RIGA - Two of the three stock exchanges in the Baltic States began trading in euros for the first time on Jan. 3, two days after Estonia became the 17th member of the eurozone, reports dpa. On the first day of trading after Estonia abandoned its kroon currency, the entire infrastructure of the Tallinn stock exchange in Estonia was switched to euro trading.
Meanwhile, in Lithuania, on the Vilnius stock exchange, the euro was made available for the first time alongside the national currency, the litas.
“The core idea... is to provide a one-stop solution for trading, clearing and settlement in the Baltics, thereby making the region more accessible and attractive to local and international investors, as well as listed companies,” said Hans-Ole Jochumsen of Nasdaq OMX Group, which operates all three Baltic bourses.
Trading on the Latvian stock exchange in Riga will continue to be available only in the local currency, the lat, as regulators and the central bank have yet to back the bourse’s ambition to allow euro trading.

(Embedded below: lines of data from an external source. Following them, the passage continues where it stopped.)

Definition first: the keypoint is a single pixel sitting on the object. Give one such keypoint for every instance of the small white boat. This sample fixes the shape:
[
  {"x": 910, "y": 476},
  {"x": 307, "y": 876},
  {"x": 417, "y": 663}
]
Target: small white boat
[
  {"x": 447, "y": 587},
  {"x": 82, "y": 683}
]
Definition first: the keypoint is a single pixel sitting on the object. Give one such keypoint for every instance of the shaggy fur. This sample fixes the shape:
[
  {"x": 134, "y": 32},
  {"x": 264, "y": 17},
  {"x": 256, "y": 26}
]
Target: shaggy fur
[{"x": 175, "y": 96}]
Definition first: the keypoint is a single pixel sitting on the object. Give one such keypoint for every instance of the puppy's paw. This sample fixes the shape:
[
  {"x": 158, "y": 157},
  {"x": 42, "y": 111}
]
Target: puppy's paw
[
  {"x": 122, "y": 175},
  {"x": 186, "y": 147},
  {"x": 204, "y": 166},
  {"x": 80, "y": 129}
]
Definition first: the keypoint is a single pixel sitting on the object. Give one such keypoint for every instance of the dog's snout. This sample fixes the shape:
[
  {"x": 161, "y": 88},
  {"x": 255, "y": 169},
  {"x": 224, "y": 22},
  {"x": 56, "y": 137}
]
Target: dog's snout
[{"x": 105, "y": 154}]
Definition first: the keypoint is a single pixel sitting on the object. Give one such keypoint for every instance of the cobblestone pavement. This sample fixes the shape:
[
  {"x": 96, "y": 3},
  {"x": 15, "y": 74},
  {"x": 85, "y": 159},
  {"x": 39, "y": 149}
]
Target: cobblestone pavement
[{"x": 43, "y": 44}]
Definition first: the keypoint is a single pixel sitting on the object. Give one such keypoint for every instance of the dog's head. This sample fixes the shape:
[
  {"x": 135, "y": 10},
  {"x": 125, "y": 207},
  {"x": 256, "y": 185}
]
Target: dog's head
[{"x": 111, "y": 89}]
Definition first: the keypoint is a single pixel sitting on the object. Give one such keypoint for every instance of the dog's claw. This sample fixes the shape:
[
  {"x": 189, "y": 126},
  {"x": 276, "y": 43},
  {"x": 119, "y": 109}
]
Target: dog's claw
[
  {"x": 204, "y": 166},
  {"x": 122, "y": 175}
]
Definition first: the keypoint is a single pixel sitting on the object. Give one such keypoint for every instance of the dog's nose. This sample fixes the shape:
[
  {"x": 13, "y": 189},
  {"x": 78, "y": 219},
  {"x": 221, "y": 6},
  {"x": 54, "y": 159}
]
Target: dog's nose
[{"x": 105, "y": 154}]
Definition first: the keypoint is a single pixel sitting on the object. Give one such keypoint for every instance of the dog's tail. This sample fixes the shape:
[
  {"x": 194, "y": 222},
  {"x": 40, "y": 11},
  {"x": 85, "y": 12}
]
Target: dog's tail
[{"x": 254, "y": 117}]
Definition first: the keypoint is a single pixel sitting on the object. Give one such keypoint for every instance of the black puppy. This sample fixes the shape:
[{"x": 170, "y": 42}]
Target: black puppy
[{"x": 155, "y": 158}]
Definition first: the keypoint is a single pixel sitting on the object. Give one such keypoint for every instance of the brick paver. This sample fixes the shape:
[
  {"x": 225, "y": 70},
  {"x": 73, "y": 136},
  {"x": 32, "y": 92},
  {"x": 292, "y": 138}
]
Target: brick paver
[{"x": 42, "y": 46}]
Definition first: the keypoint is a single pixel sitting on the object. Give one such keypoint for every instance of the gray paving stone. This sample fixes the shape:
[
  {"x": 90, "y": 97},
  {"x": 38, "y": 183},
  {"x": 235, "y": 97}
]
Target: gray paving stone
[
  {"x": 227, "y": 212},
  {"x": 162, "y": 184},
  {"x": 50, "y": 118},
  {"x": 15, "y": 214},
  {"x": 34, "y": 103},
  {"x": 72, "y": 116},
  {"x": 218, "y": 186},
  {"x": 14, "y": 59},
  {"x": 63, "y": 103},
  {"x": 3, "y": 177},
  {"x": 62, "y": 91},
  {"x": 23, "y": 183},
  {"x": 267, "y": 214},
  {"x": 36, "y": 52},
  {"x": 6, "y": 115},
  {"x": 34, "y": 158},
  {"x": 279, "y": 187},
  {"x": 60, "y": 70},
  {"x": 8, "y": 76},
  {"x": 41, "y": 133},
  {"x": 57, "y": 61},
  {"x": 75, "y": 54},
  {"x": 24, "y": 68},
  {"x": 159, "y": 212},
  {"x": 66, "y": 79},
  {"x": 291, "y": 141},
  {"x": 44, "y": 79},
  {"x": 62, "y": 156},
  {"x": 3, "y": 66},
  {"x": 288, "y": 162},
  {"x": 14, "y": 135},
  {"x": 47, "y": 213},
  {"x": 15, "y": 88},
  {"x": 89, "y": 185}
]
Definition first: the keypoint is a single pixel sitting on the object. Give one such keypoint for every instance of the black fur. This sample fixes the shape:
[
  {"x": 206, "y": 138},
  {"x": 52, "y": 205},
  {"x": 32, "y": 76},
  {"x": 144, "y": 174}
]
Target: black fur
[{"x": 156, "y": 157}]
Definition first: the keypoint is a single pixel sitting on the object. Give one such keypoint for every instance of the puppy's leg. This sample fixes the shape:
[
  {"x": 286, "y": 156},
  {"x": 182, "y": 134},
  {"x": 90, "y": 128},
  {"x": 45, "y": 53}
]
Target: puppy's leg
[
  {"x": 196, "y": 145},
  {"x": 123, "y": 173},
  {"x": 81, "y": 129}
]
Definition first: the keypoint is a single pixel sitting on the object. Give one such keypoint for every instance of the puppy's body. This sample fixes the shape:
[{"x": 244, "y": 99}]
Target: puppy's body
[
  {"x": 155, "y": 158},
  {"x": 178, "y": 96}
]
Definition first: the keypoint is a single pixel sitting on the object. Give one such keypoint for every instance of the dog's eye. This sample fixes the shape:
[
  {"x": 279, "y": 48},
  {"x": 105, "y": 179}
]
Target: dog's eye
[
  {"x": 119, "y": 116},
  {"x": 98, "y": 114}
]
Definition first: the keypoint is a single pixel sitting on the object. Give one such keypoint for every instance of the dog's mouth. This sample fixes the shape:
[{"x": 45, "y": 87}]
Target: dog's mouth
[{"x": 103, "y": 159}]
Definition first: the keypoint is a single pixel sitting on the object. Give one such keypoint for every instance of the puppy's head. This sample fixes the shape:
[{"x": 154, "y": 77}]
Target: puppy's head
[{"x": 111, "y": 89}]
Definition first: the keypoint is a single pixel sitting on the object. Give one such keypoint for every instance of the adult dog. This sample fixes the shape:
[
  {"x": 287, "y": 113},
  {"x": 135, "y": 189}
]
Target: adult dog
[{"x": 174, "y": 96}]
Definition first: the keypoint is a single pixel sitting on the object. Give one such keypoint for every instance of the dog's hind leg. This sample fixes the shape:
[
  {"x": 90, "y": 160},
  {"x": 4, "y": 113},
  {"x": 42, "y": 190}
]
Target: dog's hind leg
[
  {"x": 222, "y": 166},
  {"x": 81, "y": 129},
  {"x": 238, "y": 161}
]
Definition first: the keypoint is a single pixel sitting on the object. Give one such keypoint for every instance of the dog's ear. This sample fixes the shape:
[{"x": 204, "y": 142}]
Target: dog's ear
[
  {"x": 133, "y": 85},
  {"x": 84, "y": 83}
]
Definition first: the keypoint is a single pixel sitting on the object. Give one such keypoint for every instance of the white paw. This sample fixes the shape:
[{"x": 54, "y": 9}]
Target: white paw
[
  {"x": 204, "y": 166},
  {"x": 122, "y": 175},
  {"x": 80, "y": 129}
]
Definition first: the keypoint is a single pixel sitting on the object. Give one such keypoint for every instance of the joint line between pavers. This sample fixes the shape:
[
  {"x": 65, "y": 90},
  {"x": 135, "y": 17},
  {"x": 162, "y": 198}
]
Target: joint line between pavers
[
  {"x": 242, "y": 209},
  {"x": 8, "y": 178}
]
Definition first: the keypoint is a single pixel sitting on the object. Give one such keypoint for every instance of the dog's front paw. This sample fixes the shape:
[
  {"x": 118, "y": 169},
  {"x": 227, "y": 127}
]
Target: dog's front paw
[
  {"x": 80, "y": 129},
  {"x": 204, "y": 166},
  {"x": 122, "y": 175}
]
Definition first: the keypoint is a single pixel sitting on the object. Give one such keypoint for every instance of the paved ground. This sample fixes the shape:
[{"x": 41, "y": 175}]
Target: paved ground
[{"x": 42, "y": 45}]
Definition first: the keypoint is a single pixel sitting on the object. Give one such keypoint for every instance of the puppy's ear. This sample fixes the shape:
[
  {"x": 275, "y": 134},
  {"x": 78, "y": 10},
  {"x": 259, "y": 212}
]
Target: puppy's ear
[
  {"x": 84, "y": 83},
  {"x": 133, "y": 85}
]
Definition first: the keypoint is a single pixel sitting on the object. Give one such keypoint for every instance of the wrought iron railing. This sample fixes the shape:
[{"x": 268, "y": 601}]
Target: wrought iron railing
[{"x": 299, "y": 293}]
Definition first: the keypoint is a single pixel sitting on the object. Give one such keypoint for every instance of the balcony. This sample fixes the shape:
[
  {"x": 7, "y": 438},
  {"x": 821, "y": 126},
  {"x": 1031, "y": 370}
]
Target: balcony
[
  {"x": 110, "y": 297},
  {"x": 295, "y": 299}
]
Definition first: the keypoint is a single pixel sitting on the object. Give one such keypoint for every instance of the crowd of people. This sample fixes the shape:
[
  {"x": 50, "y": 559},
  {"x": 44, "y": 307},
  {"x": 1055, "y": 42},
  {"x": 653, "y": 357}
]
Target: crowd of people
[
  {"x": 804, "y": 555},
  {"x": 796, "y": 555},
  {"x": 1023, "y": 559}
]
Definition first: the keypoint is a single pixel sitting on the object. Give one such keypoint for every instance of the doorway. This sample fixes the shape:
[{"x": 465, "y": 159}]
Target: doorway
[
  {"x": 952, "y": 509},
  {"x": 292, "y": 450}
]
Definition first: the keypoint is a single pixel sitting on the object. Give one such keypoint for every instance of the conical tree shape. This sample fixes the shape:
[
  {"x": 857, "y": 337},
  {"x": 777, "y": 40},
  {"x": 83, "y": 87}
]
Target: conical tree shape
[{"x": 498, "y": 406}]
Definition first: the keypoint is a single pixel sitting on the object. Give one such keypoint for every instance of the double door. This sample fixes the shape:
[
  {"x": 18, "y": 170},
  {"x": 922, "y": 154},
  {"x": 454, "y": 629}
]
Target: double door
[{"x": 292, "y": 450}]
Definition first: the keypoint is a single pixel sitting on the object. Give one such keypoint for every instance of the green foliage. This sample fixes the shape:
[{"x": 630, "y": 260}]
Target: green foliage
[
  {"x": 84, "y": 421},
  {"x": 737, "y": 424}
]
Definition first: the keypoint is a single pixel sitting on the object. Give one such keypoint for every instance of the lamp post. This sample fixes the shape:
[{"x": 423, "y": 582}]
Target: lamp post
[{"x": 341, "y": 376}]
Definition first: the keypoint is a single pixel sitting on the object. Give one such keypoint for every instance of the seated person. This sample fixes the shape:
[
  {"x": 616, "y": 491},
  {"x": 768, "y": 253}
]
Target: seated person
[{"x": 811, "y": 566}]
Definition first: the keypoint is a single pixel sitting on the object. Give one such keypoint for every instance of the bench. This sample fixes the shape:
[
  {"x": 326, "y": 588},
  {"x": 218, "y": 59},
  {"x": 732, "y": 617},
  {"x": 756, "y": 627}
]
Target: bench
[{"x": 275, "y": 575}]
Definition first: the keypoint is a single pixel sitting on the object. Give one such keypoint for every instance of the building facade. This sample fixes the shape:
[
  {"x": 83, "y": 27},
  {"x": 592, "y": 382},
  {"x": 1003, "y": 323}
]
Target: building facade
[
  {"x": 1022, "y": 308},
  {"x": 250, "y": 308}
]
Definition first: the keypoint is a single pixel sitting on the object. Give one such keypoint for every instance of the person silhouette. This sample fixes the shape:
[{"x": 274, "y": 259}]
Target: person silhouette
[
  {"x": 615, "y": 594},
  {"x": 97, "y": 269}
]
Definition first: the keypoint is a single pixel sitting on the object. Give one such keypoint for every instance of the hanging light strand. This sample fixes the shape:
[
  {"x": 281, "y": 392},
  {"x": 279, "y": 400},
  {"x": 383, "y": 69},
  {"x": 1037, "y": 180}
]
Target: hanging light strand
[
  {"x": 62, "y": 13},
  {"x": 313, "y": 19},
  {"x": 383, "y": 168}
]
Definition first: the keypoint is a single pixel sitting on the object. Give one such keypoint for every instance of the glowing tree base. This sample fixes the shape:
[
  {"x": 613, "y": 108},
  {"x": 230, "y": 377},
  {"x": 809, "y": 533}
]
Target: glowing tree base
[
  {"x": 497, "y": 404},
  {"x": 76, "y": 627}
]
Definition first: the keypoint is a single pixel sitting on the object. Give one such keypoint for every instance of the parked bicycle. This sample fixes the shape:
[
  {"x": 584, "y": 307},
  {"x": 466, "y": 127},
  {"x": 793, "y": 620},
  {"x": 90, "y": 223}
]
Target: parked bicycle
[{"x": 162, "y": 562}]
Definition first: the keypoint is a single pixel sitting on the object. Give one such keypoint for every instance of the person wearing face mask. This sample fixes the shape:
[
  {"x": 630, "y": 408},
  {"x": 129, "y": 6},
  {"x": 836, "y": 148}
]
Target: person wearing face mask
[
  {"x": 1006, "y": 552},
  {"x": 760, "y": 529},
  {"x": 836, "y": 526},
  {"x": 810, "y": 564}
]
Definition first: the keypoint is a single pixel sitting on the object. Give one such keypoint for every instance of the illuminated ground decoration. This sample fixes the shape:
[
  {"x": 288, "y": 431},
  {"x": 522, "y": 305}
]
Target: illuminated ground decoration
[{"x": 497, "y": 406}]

“It was our initial plan to do all the markets at the same time, but now that there is a precedent in Lithuania, we hope this will enable us to win support from the central bank,” Aris Dreimanis of the Riga stock exchange told the German press agency dpa.
Latvia has ambitions to adopt the euro in 2014.
Nasdaq OMX Group is the world’s largest exchange operator, with more than 3,600 companies listed on its international exchanges.